Perdida por las calles de Vejer



Después de las intensas lluvias y aprovechando los esporádicos rayos de sol no encuentro mejor alternativa que la de volver a perderme por las calles de Vejer.



Calles empedradas, repletas de historia y guardando la esencia de Al andalus por norma.
Calles que te envuelven en un laberinto en el que quedas invitado a perderte.
Si caminas por su centro histórico es fácil no encontrar con otros transeúntes,quedas invitado a estar solo, a perderte en el tiempo y olvidarte de que existe.
La riqueza arquitectónica de su trazado histórico , el conjunto monumental en si es una gozada pero individualmente cada fachada tras sus muros encierra una historia.
La belleza de sus patios es mística, cada uno está engalanado con su propia personalidad.
Ese derroche de belleza traspasa sus puertas y te puedes encontrar con calles repletas de macetas, la combinación de la luz , el blanco de sus fachadas , el colorido de sus flores harán que te pierdas en una encrucijada para tus sentidos.

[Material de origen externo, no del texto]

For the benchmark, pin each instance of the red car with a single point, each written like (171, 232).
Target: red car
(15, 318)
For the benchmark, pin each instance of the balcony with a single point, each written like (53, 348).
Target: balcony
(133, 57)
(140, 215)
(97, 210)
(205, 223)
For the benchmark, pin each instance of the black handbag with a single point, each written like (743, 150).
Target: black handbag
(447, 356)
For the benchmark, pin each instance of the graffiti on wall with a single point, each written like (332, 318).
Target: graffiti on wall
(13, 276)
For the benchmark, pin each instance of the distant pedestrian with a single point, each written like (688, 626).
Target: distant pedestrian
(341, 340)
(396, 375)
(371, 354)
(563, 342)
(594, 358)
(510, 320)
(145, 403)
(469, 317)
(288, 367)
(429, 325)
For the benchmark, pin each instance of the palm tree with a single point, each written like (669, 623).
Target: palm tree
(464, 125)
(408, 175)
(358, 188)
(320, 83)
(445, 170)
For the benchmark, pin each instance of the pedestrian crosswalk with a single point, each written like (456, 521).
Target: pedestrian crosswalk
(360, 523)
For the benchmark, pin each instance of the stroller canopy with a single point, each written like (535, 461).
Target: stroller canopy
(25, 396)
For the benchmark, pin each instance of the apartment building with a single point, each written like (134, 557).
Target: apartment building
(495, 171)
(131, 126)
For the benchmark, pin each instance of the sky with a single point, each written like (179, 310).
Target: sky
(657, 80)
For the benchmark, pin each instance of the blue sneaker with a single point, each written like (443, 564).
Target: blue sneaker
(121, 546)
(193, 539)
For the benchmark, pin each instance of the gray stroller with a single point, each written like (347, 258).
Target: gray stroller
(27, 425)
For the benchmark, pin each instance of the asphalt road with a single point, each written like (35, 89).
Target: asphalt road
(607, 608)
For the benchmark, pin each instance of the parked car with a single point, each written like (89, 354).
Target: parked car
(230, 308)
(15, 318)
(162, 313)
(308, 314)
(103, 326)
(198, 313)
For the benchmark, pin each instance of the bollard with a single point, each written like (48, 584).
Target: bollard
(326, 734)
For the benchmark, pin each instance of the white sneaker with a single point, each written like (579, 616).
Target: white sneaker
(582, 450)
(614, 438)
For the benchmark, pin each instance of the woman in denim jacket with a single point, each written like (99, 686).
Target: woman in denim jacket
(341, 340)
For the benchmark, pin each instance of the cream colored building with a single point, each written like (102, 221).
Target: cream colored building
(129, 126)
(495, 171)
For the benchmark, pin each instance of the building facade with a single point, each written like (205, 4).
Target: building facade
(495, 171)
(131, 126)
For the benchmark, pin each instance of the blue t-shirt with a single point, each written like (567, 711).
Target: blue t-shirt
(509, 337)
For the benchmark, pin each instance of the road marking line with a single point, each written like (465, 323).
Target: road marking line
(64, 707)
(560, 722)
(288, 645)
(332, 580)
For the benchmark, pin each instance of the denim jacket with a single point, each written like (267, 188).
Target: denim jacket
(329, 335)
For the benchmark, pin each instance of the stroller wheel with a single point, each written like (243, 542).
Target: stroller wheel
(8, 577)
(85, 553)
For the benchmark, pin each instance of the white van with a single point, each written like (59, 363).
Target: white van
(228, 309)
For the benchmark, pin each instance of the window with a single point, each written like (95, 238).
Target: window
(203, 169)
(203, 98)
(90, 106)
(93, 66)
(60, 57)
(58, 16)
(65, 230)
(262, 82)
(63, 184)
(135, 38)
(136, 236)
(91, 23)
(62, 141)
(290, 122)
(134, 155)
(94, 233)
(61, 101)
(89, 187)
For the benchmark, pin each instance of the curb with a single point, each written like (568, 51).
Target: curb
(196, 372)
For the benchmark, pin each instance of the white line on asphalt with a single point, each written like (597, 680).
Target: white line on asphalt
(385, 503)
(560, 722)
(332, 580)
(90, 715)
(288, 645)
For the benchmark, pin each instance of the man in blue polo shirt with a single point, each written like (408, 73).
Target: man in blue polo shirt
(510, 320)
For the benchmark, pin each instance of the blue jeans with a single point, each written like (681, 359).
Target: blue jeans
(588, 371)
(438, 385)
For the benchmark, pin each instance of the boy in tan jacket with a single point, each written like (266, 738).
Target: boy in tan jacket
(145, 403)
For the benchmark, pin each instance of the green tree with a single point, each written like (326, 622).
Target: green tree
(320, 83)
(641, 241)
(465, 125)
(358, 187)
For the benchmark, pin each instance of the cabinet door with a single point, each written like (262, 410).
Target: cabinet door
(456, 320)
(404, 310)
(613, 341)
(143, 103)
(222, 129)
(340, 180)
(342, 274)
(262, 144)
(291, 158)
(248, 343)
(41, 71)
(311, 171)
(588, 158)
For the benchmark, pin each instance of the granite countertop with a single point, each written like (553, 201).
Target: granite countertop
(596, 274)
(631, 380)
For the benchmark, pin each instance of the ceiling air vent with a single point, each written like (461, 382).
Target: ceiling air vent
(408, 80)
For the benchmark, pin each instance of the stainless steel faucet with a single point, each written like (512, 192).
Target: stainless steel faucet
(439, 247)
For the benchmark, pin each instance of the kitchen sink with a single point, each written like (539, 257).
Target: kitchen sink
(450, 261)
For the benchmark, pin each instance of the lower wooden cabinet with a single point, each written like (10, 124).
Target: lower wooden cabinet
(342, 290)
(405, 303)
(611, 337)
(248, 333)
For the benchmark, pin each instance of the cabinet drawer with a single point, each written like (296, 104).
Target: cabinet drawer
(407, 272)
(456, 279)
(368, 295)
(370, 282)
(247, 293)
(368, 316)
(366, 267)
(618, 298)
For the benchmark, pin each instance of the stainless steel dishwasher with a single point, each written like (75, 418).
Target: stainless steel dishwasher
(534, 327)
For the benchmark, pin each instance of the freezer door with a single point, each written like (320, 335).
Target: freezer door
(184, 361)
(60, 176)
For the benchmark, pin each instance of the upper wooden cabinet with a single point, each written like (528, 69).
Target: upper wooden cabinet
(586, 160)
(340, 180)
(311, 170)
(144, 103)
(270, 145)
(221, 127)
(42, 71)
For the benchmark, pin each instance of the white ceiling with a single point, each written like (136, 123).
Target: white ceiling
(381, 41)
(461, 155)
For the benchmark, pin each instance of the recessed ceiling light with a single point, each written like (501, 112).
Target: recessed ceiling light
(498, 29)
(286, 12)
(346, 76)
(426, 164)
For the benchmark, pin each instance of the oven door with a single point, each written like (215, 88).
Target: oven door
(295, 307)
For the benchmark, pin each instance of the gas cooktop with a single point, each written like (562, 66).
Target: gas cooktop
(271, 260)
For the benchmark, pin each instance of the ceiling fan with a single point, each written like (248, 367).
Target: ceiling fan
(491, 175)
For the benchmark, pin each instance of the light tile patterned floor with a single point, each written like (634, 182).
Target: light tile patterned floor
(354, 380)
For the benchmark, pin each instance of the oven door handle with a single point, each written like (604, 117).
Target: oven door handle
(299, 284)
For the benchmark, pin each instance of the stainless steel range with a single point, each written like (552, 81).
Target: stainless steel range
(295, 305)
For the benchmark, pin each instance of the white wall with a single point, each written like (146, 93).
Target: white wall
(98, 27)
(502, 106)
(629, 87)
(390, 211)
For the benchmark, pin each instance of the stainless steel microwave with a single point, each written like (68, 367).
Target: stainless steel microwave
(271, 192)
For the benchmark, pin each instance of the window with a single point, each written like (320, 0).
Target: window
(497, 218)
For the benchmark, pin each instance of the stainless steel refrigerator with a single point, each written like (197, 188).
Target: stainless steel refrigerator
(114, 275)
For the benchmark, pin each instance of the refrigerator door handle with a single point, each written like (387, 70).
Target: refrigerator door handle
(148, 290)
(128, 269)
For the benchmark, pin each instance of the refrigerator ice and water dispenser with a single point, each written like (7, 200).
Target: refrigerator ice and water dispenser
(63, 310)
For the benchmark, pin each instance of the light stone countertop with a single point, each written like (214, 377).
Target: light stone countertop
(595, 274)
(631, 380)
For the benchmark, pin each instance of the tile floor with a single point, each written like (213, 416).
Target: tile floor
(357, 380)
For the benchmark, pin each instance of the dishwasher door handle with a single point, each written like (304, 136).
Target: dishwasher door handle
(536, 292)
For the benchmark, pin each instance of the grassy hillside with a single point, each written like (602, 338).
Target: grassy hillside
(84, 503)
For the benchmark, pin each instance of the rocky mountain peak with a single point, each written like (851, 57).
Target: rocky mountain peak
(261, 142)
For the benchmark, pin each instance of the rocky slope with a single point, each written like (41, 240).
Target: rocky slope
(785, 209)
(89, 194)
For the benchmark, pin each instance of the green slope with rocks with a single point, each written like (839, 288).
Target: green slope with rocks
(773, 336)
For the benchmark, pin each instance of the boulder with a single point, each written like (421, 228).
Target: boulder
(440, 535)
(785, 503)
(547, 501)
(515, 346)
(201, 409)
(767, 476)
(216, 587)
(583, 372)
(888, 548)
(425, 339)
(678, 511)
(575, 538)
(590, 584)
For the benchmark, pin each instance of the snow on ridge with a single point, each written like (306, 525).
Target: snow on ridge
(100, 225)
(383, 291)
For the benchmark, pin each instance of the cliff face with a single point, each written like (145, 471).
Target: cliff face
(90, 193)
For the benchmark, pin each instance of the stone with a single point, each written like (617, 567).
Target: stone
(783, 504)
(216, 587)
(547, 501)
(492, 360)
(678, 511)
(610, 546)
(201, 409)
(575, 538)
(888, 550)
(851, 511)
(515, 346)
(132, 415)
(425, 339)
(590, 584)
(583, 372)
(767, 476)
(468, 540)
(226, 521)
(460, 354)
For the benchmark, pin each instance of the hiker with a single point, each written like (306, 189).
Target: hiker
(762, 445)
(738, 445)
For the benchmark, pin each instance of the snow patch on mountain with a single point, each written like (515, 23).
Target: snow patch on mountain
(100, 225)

Si paseas por sus callejuelas siempre encontrarás alguna que termine su recorrido hacia el que yo llamo el balcón del Estrecho, y es que desde el muro tendrás oportunidad de contemplar la costa hasta el Cabo de Camarinal. Los días claros, es decir la mayoría de ellos se divisa la costa de Marruecos,por las noches también llegándose apreciar incluso el faro de Espartel.